Trägerin des Volksbegehrens "Kitakinder + Bildung von Anfang an = Gewinn für Berlin" ist eine Initiative des Landeselternausschusses Berliner Kindertagesstätten (LEAK). Gegenstand des Volksbegehrens ist eine Änderung des Kindertagesförderungsgesetzes (Gesetz zur Förderung von Kindern in Tageseinrichtungen und Kindertagespflege vom 23. Juni 2005). Es sieht neue gesetzliche Regelungen vor, die den Anspruch auf Betreuung von Kindern im Vorschulalter erweitern und verbessern sollen. Die vorgeschlagenen Gesetzesänderungen würden zu jährlichen Mehrausgaben in Höhe von etwa 95 Millionen € (so die Vertreter des Volksbegehrens) bzw. mindestens 166 Millionen € (so der Senat von Berlin) führen.
Verfassungsgerichtshof hebt Entscheidung des Senats auf
Mit dem Urteil hat der Verfassungsgerichtshof die Entscheidung des Senats ebenfalls aufgehoben und hierzu ausgeführt:
Ausgabenwirksame Volksbegehren sind nach der im Jahre 2006 geänderten Verfassung von Berlin (Art. 62 Abs. 2 VvB) nur noch dann unzulässig, wenn sie das Haushaltsgesetz und den in ihm festgestellten Haushaltsplan für das laufende Haushaltsjahr unmittelbar zum Gegenstand haben.

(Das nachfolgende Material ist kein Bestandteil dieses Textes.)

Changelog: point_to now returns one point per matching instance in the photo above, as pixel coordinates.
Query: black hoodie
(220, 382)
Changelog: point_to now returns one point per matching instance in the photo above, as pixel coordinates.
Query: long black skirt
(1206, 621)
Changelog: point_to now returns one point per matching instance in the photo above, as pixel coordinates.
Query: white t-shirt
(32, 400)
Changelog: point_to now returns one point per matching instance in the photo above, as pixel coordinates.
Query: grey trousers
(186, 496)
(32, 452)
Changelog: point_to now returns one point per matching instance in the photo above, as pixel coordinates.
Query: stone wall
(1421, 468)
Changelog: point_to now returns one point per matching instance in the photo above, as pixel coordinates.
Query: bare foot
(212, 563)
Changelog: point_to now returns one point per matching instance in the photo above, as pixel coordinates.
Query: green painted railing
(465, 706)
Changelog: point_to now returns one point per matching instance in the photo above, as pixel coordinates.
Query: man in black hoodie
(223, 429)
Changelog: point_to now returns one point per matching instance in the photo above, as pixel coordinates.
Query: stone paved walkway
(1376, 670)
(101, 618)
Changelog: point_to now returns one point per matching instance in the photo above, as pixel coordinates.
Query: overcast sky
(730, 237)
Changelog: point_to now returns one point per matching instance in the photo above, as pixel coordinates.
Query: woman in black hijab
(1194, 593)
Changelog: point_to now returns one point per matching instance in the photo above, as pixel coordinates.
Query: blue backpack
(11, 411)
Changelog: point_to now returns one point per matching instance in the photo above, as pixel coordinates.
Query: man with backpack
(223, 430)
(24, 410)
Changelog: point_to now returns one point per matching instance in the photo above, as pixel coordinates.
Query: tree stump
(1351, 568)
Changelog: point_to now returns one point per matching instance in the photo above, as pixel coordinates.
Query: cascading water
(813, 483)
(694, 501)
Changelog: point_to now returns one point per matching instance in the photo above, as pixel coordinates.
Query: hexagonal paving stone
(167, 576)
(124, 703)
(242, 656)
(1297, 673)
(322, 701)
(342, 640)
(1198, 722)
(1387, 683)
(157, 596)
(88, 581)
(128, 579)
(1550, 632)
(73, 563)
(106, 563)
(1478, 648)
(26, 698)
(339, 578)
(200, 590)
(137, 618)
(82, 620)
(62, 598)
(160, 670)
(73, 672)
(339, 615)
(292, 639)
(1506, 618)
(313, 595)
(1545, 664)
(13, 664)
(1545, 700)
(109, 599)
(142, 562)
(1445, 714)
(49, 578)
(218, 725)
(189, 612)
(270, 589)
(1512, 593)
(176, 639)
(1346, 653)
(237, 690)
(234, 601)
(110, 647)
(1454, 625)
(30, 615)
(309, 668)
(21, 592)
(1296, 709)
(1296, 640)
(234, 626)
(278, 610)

Dazu gehören auch Volksbegehren, die in einen im Zeitpunkt des Zustandekommens des Volksgesetzes geltenden Haushaltsplan eingreifen. Dagegen erstreckt sich der sogenannte Haushaltsvorbehalt nicht auf finanzwirksame Gesetze, die sich lediglich auf künftige Haushaltsgesetze und zukünftige Haushaltsperioden auswirken.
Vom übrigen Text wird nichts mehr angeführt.